Of all the caprices of
art, which in Italy so loved caprice, I recall no such pleasing
playfulness as in the decoration of these rooms. If you pass through
the last you may look from the spring within on no fairer spring without
bordering the shores of the Campagna sea.
It was so pathetic to imagine the place going out of the right Italian
keeping that I attributed a responsive sadness to the tall, handsome,
elderly woman who had allowed us the freedom of the casino. Her faded
beauty was a little sallow, as the faded beauty of a Roman matron should
be, and her large, dark eyes glowed from purpling shadows.

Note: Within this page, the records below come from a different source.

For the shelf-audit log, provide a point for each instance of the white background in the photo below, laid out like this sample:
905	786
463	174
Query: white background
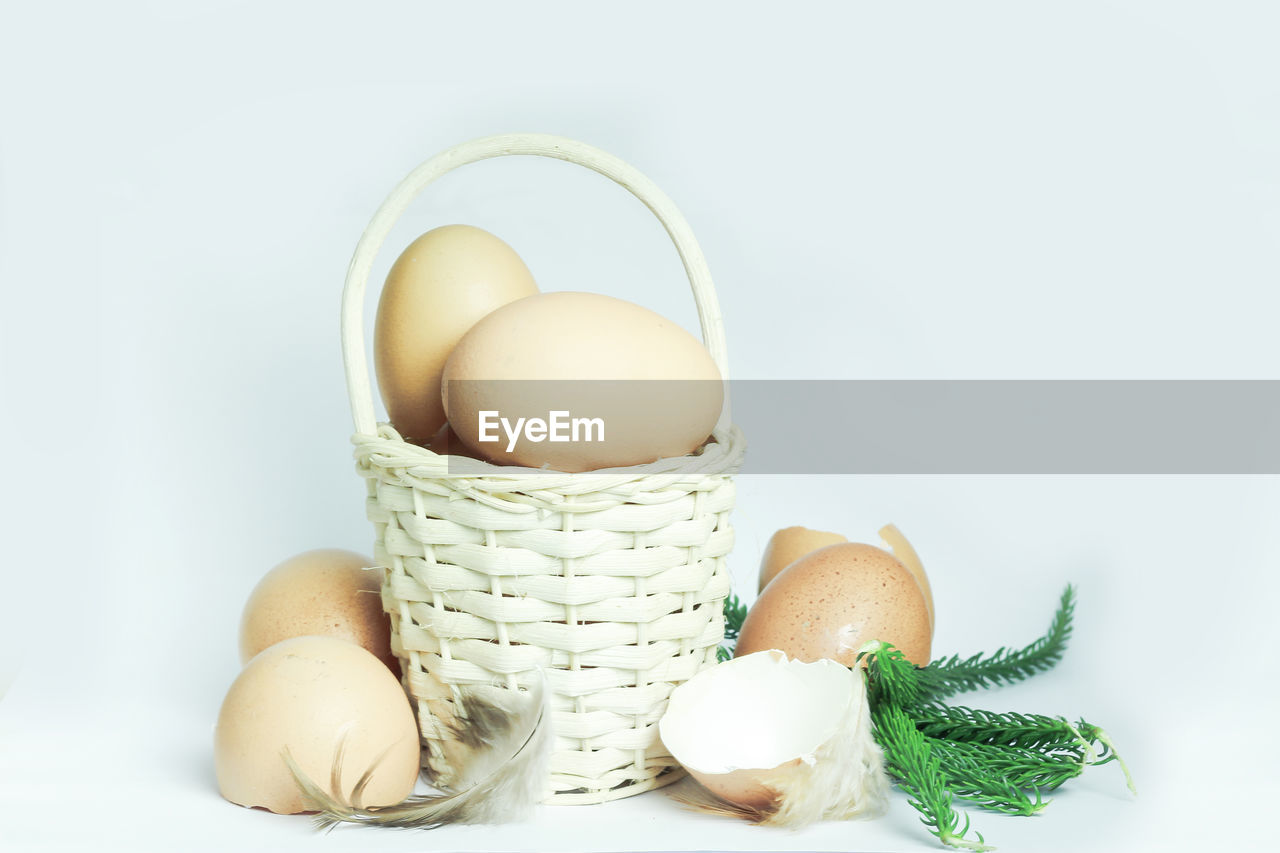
979	190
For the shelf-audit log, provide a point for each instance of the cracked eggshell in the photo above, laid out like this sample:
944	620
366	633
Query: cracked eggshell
789	740
307	694
831	602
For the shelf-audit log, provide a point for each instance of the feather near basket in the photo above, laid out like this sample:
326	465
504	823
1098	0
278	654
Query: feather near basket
612	582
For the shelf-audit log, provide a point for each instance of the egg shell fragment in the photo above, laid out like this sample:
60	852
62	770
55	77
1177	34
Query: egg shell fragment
833	601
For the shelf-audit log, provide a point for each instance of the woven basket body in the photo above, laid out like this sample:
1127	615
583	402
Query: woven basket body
609	584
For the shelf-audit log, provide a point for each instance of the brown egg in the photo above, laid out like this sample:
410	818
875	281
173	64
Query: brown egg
577	382
437	290
905	552
833	601
309	696
325	592
789	544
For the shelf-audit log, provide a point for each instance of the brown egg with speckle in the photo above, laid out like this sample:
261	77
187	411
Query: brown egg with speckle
836	600
325	592
789	544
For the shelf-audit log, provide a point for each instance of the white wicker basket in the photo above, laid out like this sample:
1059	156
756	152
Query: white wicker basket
609	582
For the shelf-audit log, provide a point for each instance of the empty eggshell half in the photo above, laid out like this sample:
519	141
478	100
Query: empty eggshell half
787	742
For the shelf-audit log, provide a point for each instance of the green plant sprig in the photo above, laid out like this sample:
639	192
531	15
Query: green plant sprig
1023	769
735	614
1000	761
950	675
909	758
970	776
1006	729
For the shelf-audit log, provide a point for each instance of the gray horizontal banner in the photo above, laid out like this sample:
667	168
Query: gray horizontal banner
922	427
1010	427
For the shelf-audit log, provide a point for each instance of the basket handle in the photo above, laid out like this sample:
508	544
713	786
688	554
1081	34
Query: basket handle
359	384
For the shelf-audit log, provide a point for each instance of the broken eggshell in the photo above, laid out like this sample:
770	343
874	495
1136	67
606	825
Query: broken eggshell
782	740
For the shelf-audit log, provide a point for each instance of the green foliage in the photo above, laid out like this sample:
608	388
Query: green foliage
951	675
735	612
999	761
910	760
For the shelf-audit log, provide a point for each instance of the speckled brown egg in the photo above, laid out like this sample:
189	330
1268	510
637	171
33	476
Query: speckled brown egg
323	701
833	601
325	592
789	544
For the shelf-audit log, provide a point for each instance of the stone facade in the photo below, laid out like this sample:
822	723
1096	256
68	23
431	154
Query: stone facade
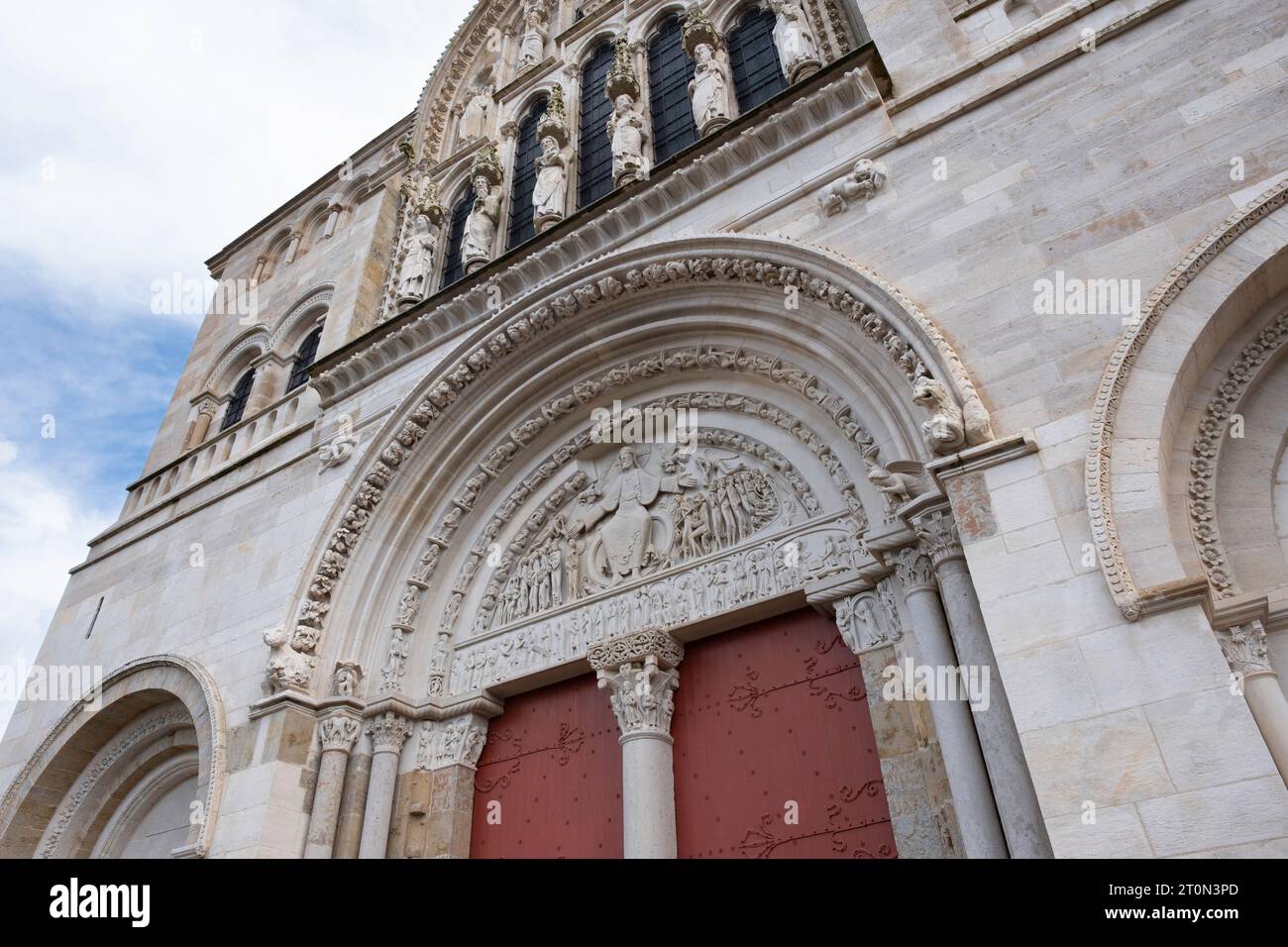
898	303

"And the German Emperor owns it now?"
"Yes, they say he has bought it."
"And the Germans will soon be coming?"
"They say."
She would not commit herself but by a tone, an inflection, but we knew
very well what she and the frescoed presences about us thought. I wish
now I could have stayed behind and got the frescos to tell me just how
far I ought recognize her sorrow in my tip, but one must always guess at
these things, and I shall never know whether I rewarded the aged
gatekeeper according to the century of service his generations had
rendered those of the frescos.
We were going now to the Villa Mandragone, but we had not yet the
courage for the rise of ground where we had failed before, and we
entreated our driver to go round some other way, if he could, and
descend rather than ascend to it. He said that was easy, and it was when
we came away that we passed through that ilex avenue which we had not
yet penetrated in its whole length, and where we now met many
foot-passengers, lay and cleric, who added to the character of the
scene, and saw again the little cripple artist, now trying to seize its
features, or some of them. I did not see whether she was succeeding so
well as in pity she might and as I knew she did.
In spite of our triumph with the Villa Mandragone in this second
attempt, we can never think it half as charming as the Villa Falconieri.
I forget what cardinal it was who built it so spacious and splendid,
with three hundred and sixty-five windows, in honor of the calendar as
reformed by the reigning pope, Gregory XIII. It is a palace enclosing a
quadrangle of whole acres (I will not own to less), with a stately
colonnade following as far round as the reader likes. When he passes
through all this magnificence he will come out on a grassy terrace, with
a fountain below it, and below that again the chromatic ocean of the
Cam-pagna (I have said sea often enough). A weird sort of barbaric
stateliness is given to the place by the twisted and tapering pillars
that rise at the several corners, with colossal masques carven at the
top and the sky showing through the eye-hollows, as the flame of torches
must often have shown at night. But for all the outlandish suggestion of
these pillars, the villa now belongs to the Jesuits, who have a college
there, where only the sons of noble families are received for education.
As we rounded a sunny wall in driving away, we saw a line of people, old
and young of both sexes, but probably not of noble families, seated with
their backs against the warm stone eating from comfortable bowls
a soup which our driver said was the soup of charity and the daily dole
of the fathers to such hungry as came for it. The day was now growing
colder thaa it had been, and we felt that the poor needed all the soup,
and hot, that they could get.
After a vain visit to Grotta Ferrata, which was signally disappointing,
in spite of the traces of a recent country fair and the historical
merits of a church of the Greek rite, with a black-bearded monk coming
to show it through a gardened cloister, we were glad to take the tram
back to Rome and to get into the snug inside of it. The roof, which had
been so popular and populous in the morning, was now so little envied
that a fat lady descended from it and wedged herself into a row of the
interior where a sylph would have fitted better but might not have added
so much to the warmth. No one, myself of the number, thought of getting
up, though there were plenty of straps to hang by if one had chosen to
stand. This was quite like home, and so was it like home to have the
conductor ask me to Avait for my change, with all the ensuing fears that
wronged the long-delayed remembrance of his debt. In some things it
appears that at Rome the Romans do as the Americans do, but I wish we
were like them in having such a place as Frascati within easy tram-reach
of our cities.
XV
A FEW REMAINING MOMENTS
In the days of the earlier sixties, we youth who wished to be thought
elect did not feel ourselves so unless we were deeply read in
Hawthorne's romance of _The Marble Faun._ We made that our aesthetic
handbook in Rome, and we devoutly looked up all the places mentioned in
it, which were important for being mentioned; though such places as the
Tarpeian Rock, the Forum, the Capitoline Museum, and the Villa Bor-ghese
might secondarily have their historical or artistic interest.